Segundo Carlotto (2001), a satisfação no trabalho se correlaciona ao Burnout influenciando a qualidade da experiência de trabalho ou o desejo de mudar de campo de atuação. Na revisão de literatura feita pela autora acerca do Burnout, a insatisfação no trabalho está positivamente associada às dimensões de exaustão emocional e despersonalização, mas que, contrariamente ao que é esperado, apresenta fraca correlação com o sentimento de desenvolvimento pessoal no trabalho. A existência de um processo de instalação de Burnout em curso pode ser contida pelo sentimento de satisfação intrínseca com o trabalho desenvolvido. Mas não há concordância quanto à insatisfação no trabalho ser causa ou efeito do Burnout (CARLOTTO, 2001).

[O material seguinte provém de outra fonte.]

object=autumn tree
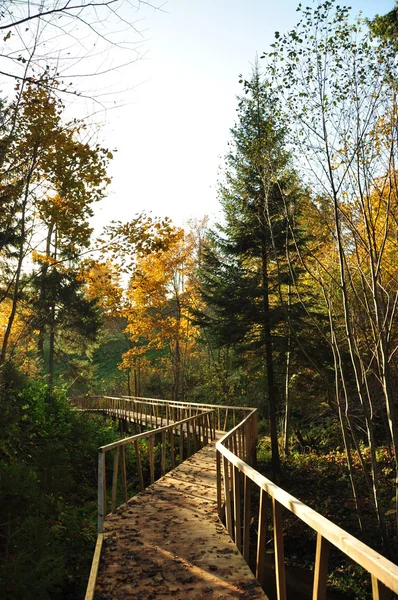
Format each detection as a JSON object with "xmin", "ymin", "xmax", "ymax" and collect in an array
[
  {"xmin": 121, "ymin": 227, "xmax": 199, "ymax": 401},
  {"xmin": 266, "ymin": 0, "xmax": 398, "ymax": 548},
  {"xmin": 0, "ymin": 83, "xmax": 111, "ymax": 385}
]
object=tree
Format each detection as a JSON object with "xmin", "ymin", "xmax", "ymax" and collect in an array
[
  {"xmin": 198, "ymin": 68, "xmax": 306, "ymax": 478},
  {"xmin": 266, "ymin": 0, "xmax": 398, "ymax": 548},
  {"xmin": 0, "ymin": 83, "xmax": 111, "ymax": 385},
  {"xmin": 0, "ymin": 0, "xmax": 161, "ymax": 101},
  {"xmin": 369, "ymin": 2, "xmax": 398, "ymax": 50},
  {"xmin": 121, "ymin": 227, "xmax": 199, "ymax": 401}
]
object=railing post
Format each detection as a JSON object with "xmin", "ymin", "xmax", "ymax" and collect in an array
[
  {"xmin": 179, "ymin": 422, "xmax": 184, "ymax": 462},
  {"xmin": 371, "ymin": 576, "xmax": 390, "ymax": 600},
  {"xmin": 161, "ymin": 431, "xmax": 166, "ymax": 476},
  {"xmin": 273, "ymin": 498, "xmax": 287, "ymax": 600},
  {"xmin": 216, "ymin": 448, "xmax": 222, "ymax": 517},
  {"xmin": 233, "ymin": 465, "xmax": 242, "ymax": 552},
  {"xmin": 187, "ymin": 421, "xmax": 191, "ymax": 457},
  {"xmin": 98, "ymin": 450, "xmax": 106, "ymax": 533},
  {"xmin": 149, "ymin": 435, "xmax": 155, "ymax": 484},
  {"xmin": 243, "ymin": 475, "xmax": 251, "ymax": 562},
  {"xmin": 111, "ymin": 447, "xmax": 120, "ymax": 512},
  {"xmin": 313, "ymin": 533, "xmax": 330, "ymax": 600},
  {"xmin": 170, "ymin": 429, "xmax": 175, "ymax": 468},
  {"xmin": 134, "ymin": 440, "xmax": 144, "ymax": 491},
  {"xmin": 223, "ymin": 455, "xmax": 233, "ymax": 537},
  {"xmin": 256, "ymin": 488, "xmax": 267, "ymax": 586},
  {"xmin": 120, "ymin": 445, "xmax": 127, "ymax": 503}
]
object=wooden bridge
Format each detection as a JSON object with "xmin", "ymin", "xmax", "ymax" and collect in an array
[{"xmin": 72, "ymin": 396, "xmax": 398, "ymax": 600}]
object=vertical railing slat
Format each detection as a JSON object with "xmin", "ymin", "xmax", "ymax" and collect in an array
[
  {"xmin": 233, "ymin": 465, "xmax": 242, "ymax": 552},
  {"xmin": 312, "ymin": 533, "xmax": 330, "ymax": 600},
  {"xmin": 149, "ymin": 435, "xmax": 155, "ymax": 484},
  {"xmin": 134, "ymin": 439, "xmax": 144, "ymax": 492},
  {"xmin": 120, "ymin": 445, "xmax": 127, "ymax": 503},
  {"xmin": 111, "ymin": 447, "xmax": 120, "ymax": 512},
  {"xmin": 243, "ymin": 475, "xmax": 251, "ymax": 562},
  {"xmin": 216, "ymin": 449, "xmax": 222, "ymax": 518},
  {"xmin": 98, "ymin": 450, "xmax": 106, "ymax": 533},
  {"xmin": 273, "ymin": 498, "xmax": 287, "ymax": 600},
  {"xmin": 161, "ymin": 431, "xmax": 166, "ymax": 476},
  {"xmin": 223, "ymin": 455, "xmax": 233, "ymax": 537},
  {"xmin": 256, "ymin": 488, "xmax": 267, "ymax": 586},
  {"xmin": 371, "ymin": 576, "xmax": 390, "ymax": 600}
]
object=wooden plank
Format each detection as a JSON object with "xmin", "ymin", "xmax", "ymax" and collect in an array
[
  {"xmin": 313, "ymin": 533, "xmax": 330, "ymax": 600},
  {"xmin": 111, "ymin": 447, "xmax": 120, "ymax": 512},
  {"xmin": 243, "ymin": 475, "xmax": 251, "ymax": 562},
  {"xmin": 134, "ymin": 439, "xmax": 144, "ymax": 492},
  {"xmin": 233, "ymin": 465, "xmax": 242, "ymax": 552},
  {"xmin": 84, "ymin": 533, "xmax": 104, "ymax": 600},
  {"xmin": 273, "ymin": 498, "xmax": 287, "ymax": 600},
  {"xmin": 95, "ymin": 442, "xmax": 266, "ymax": 600},
  {"xmin": 256, "ymin": 488, "xmax": 267, "ymax": 586}
]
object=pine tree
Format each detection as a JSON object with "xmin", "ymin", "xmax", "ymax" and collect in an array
[{"xmin": 199, "ymin": 67, "xmax": 303, "ymax": 478}]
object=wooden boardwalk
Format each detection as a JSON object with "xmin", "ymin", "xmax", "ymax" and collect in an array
[{"xmin": 94, "ymin": 441, "xmax": 267, "ymax": 600}]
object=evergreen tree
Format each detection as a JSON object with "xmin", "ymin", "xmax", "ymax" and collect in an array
[{"xmin": 199, "ymin": 67, "xmax": 304, "ymax": 478}]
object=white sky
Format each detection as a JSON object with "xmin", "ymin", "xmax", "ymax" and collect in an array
[{"xmin": 90, "ymin": 0, "xmax": 393, "ymax": 234}]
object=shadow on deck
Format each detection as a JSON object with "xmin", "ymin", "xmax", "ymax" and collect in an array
[{"xmin": 94, "ymin": 441, "xmax": 267, "ymax": 600}]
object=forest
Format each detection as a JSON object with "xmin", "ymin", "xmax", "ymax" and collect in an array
[{"xmin": 1, "ymin": 1, "xmax": 398, "ymax": 598}]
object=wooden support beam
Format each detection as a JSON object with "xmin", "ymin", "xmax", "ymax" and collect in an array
[
  {"xmin": 273, "ymin": 498, "xmax": 287, "ymax": 600},
  {"xmin": 216, "ymin": 449, "xmax": 222, "ymax": 518},
  {"xmin": 223, "ymin": 455, "xmax": 233, "ymax": 537},
  {"xmin": 111, "ymin": 447, "xmax": 120, "ymax": 512},
  {"xmin": 313, "ymin": 533, "xmax": 330, "ymax": 600},
  {"xmin": 170, "ymin": 429, "xmax": 175, "ymax": 469},
  {"xmin": 243, "ymin": 475, "xmax": 251, "ymax": 562},
  {"xmin": 120, "ymin": 445, "xmax": 127, "ymax": 503},
  {"xmin": 134, "ymin": 439, "xmax": 144, "ymax": 492},
  {"xmin": 233, "ymin": 465, "xmax": 242, "ymax": 552},
  {"xmin": 256, "ymin": 488, "xmax": 267, "ymax": 586},
  {"xmin": 149, "ymin": 435, "xmax": 155, "ymax": 484},
  {"xmin": 371, "ymin": 576, "xmax": 391, "ymax": 600},
  {"xmin": 161, "ymin": 431, "xmax": 166, "ymax": 476},
  {"xmin": 98, "ymin": 451, "xmax": 106, "ymax": 533}
]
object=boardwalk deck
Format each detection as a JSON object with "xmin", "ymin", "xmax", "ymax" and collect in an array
[{"xmin": 94, "ymin": 441, "xmax": 267, "ymax": 600}]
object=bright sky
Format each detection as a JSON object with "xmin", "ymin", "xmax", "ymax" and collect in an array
[{"xmin": 92, "ymin": 0, "xmax": 394, "ymax": 234}]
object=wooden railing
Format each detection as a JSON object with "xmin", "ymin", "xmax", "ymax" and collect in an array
[
  {"xmin": 216, "ymin": 409, "xmax": 398, "ymax": 600},
  {"xmin": 97, "ymin": 408, "xmax": 215, "ymax": 532},
  {"xmin": 72, "ymin": 394, "xmax": 251, "ymax": 434},
  {"xmin": 79, "ymin": 395, "xmax": 398, "ymax": 600}
]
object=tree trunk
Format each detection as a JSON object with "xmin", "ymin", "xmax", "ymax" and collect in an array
[
  {"xmin": 283, "ymin": 285, "xmax": 291, "ymax": 456},
  {"xmin": 261, "ymin": 244, "xmax": 281, "ymax": 479},
  {"xmin": 0, "ymin": 143, "xmax": 39, "ymax": 386}
]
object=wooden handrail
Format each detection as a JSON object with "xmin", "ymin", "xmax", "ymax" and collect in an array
[
  {"xmin": 98, "ymin": 409, "xmax": 215, "ymax": 532},
  {"xmin": 79, "ymin": 395, "xmax": 398, "ymax": 599},
  {"xmin": 216, "ymin": 409, "xmax": 398, "ymax": 599}
]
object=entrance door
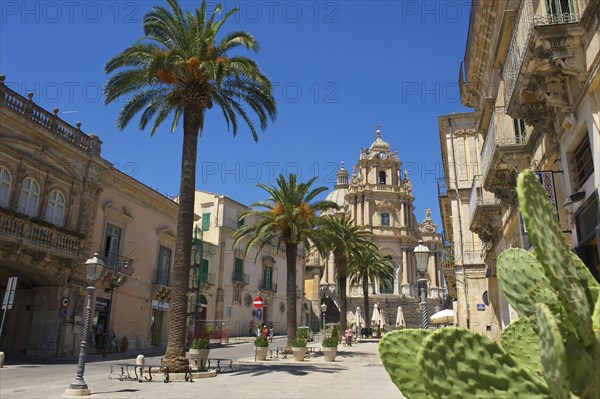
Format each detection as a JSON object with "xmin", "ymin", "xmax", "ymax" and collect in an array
[{"xmin": 150, "ymin": 309, "xmax": 164, "ymax": 346}]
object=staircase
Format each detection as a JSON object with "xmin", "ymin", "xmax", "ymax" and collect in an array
[{"xmin": 347, "ymin": 296, "xmax": 444, "ymax": 329}]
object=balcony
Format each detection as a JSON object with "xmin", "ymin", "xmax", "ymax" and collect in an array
[
  {"xmin": 102, "ymin": 251, "xmax": 135, "ymax": 276},
  {"xmin": 199, "ymin": 272, "xmax": 216, "ymax": 287},
  {"xmin": 259, "ymin": 279, "xmax": 277, "ymax": 293},
  {"xmin": 232, "ymin": 271, "xmax": 249, "ymax": 285},
  {"xmin": 468, "ymin": 176, "xmax": 502, "ymax": 243},
  {"xmin": 0, "ymin": 208, "xmax": 83, "ymax": 257},
  {"xmin": 0, "ymin": 77, "xmax": 102, "ymax": 155},
  {"xmin": 480, "ymin": 107, "xmax": 531, "ymax": 205},
  {"xmin": 503, "ymin": 0, "xmax": 584, "ymax": 125}
]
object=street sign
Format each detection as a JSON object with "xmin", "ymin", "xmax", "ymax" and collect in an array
[
  {"xmin": 256, "ymin": 308, "xmax": 262, "ymax": 320},
  {"xmin": 2, "ymin": 277, "xmax": 17, "ymax": 310},
  {"xmin": 476, "ymin": 304, "xmax": 485, "ymax": 311},
  {"xmin": 59, "ymin": 307, "xmax": 68, "ymax": 319},
  {"xmin": 253, "ymin": 296, "xmax": 264, "ymax": 309}
]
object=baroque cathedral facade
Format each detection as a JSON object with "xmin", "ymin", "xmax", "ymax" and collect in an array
[{"xmin": 307, "ymin": 129, "xmax": 444, "ymax": 328}]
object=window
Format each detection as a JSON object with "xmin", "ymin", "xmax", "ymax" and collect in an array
[
  {"xmin": 513, "ymin": 118, "xmax": 527, "ymax": 144},
  {"xmin": 233, "ymin": 287, "xmax": 242, "ymax": 304},
  {"xmin": 571, "ymin": 134, "xmax": 593, "ymax": 190},
  {"xmin": 378, "ymin": 171, "xmax": 387, "ymax": 185},
  {"xmin": 263, "ymin": 267, "xmax": 273, "ymax": 290},
  {"xmin": 201, "ymin": 212, "xmax": 210, "ymax": 231},
  {"xmin": 0, "ymin": 166, "xmax": 11, "ymax": 208},
  {"xmin": 45, "ymin": 190, "xmax": 65, "ymax": 226},
  {"xmin": 156, "ymin": 245, "xmax": 171, "ymax": 285},
  {"xmin": 234, "ymin": 257, "xmax": 244, "ymax": 282},
  {"xmin": 18, "ymin": 177, "xmax": 40, "ymax": 217},
  {"xmin": 199, "ymin": 259, "xmax": 209, "ymax": 284},
  {"xmin": 381, "ymin": 212, "xmax": 390, "ymax": 226},
  {"xmin": 103, "ymin": 223, "xmax": 122, "ymax": 267},
  {"xmin": 546, "ymin": 0, "xmax": 574, "ymax": 21},
  {"xmin": 237, "ymin": 216, "xmax": 245, "ymax": 228}
]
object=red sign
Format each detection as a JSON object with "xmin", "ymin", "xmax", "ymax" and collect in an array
[{"xmin": 253, "ymin": 296, "xmax": 264, "ymax": 309}]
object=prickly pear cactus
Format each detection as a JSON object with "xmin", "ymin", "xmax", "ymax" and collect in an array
[
  {"xmin": 379, "ymin": 170, "xmax": 599, "ymax": 399},
  {"xmin": 418, "ymin": 328, "xmax": 550, "ymax": 398},
  {"xmin": 379, "ymin": 329, "xmax": 432, "ymax": 398},
  {"xmin": 500, "ymin": 318, "xmax": 542, "ymax": 376}
]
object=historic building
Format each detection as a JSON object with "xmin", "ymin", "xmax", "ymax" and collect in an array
[
  {"xmin": 439, "ymin": 0, "xmax": 599, "ymax": 334},
  {"xmin": 190, "ymin": 190, "xmax": 306, "ymax": 338},
  {"xmin": 0, "ymin": 77, "xmax": 179, "ymax": 357},
  {"xmin": 315, "ymin": 129, "xmax": 444, "ymax": 330}
]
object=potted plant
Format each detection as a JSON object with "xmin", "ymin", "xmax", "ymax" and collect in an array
[
  {"xmin": 291, "ymin": 328, "xmax": 308, "ymax": 361},
  {"xmin": 254, "ymin": 335, "xmax": 269, "ymax": 361},
  {"xmin": 118, "ymin": 336, "xmax": 128, "ymax": 353},
  {"xmin": 188, "ymin": 338, "xmax": 210, "ymax": 370},
  {"xmin": 321, "ymin": 334, "xmax": 339, "ymax": 361}
]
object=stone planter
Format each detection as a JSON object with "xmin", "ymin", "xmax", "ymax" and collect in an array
[
  {"xmin": 322, "ymin": 346, "xmax": 337, "ymax": 362},
  {"xmin": 291, "ymin": 346, "xmax": 306, "ymax": 361},
  {"xmin": 188, "ymin": 348, "xmax": 210, "ymax": 370},
  {"xmin": 255, "ymin": 346, "xmax": 269, "ymax": 361}
]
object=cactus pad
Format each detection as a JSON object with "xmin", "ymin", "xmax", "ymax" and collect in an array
[
  {"xmin": 497, "ymin": 248, "xmax": 560, "ymax": 320},
  {"xmin": 500, "ymin": 318, "xmax": 542, "ymax": 376},
  {"xmin": 517, "ymin": 170, "xmax": 593, "ymax": 346},
  {"xmin": 379, "ymin": 329, "xmax": 432, "ymax": 398},
  {"xmin": 419, "ymin": 328, "xmax": 550, "ymax": 398}
]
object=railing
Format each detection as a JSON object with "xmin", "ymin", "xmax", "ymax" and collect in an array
[
  {"xmin": 503, "ymin": 0, "xmax": 582, "ymax": 107},
  {"xmin": 200, "ymin": 272, "xmax": 216, "ymax": 286},
  {"xmin": 481, "ymin": 107, "xmax": 529, "ymax": 181},
  {"xmin": 0, "ymin": 76, "xmax": 101, "ymax": 155},
  {"xmin": 231, "ymin": 271, "xmax": 249, "ymax": 284},
  {"xmin": 0, "ymin": 209, "xmax": 82, "ymax": 255},
  {"xmin": 467, "ymin": 176, "xmax": 501, "ymax": 227},
  {"xmin": 102, "ymin": 251, "xmax": 135, "ymax": 276},
  {"xmin": 259, "ymin": 279, "xmax": 277, "ymax": 292}
]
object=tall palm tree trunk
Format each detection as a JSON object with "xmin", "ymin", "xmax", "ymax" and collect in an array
[
  {"xmin": 362, "ymin": 277, "xmax": 370, "ymax": 326},
  {"xmin": 336, "ymin": 252, "xmax": 348, "ymax": 333},
  {"xmin": 163, "ymin": 110, "xmax": 201, "ymax": 370},
  {"xmin": 285, "ymin": 243, "xmax": 298, "ymax": 349}
]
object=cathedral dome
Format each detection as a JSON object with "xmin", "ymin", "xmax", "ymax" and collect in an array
[
  {"xmin": 325, "ymin": 162, "xmax": 349, "ymax": 208},
  {"xmin": 369, "ymin": 128, "xmax": 390, "ymax": 151}
]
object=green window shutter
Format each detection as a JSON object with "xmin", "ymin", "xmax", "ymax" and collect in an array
[
  {"xmin": 237, "ymin": 217, "xmax": 244, "ymax": 228},
  {"xmin": 235, "ymin": 258, "xmax": 243, "ymax": 280},
  {"xmin": 199, "ymin": 258, "xmax": 209, "ymax": 283},
  {"xmin": 201, "ymin": 213, "xmax": 211, "ymax": 231}
]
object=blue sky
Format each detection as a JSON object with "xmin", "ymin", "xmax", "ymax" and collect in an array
[{"xmin": 0, "ymin": 0, "xmax": 471, "ymax": 229}]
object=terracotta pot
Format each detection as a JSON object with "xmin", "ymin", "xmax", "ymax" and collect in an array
[
  {"xmin": 322, "ymin": 346, "xmax": 337, "ymax": 362},
  {"xmin": 255, "ymin": 346, "xmax": 269, "ymax": 361},
  {"xmin": 291, "ymin": 347, "xmax": 306, "ymax": 361}
]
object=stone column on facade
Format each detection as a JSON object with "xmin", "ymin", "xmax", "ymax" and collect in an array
[
  {"xmin": 393, "ymin": 261, "xmax": 400, "ymax": 295},
  {"xmin": 427, "ymin": 251, "xmax": 437, "ymax": 298},
  {"xmin": 401, "ymin": 248, "xmax": 411, "ymax": 296},
  {"xmin": 360, "ymin": 195, "xmax": 364, "ymax": 225},
  {"xmin": 365, "ymin": 197, "xmax": 371, "ymax": 226},
  {"xmin": 399, "ymin": 200, "xmax": 405, "ymax": 226}
]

Segundo Maslach e Leiter (1997), o Burnout foi associado a várias formas de reações negativas ao emprego, incluindo insatisfação com o emprego, baixo comprometimento organizacional, absenteísmo, intenção de sair do emprego e rotatividade. Os funcionários que sofrem de Burnout costumam fazer o mínimo necessário, faltam ao trabalho regularmente, vão embora mais cedo e pedem demissão, e tudo isso ocorre em índices superiores aos funcionários que estão satisfeitos com suas atividades. Em contrapartida, pesquisas têm demonstrado que o Burnout ocorre também em trabalhadores altamente motivados ou satisfeitos, que reagem ao estresse laboral trabalhando ainda mais até que entram em colapso (TAMAYO, 1997).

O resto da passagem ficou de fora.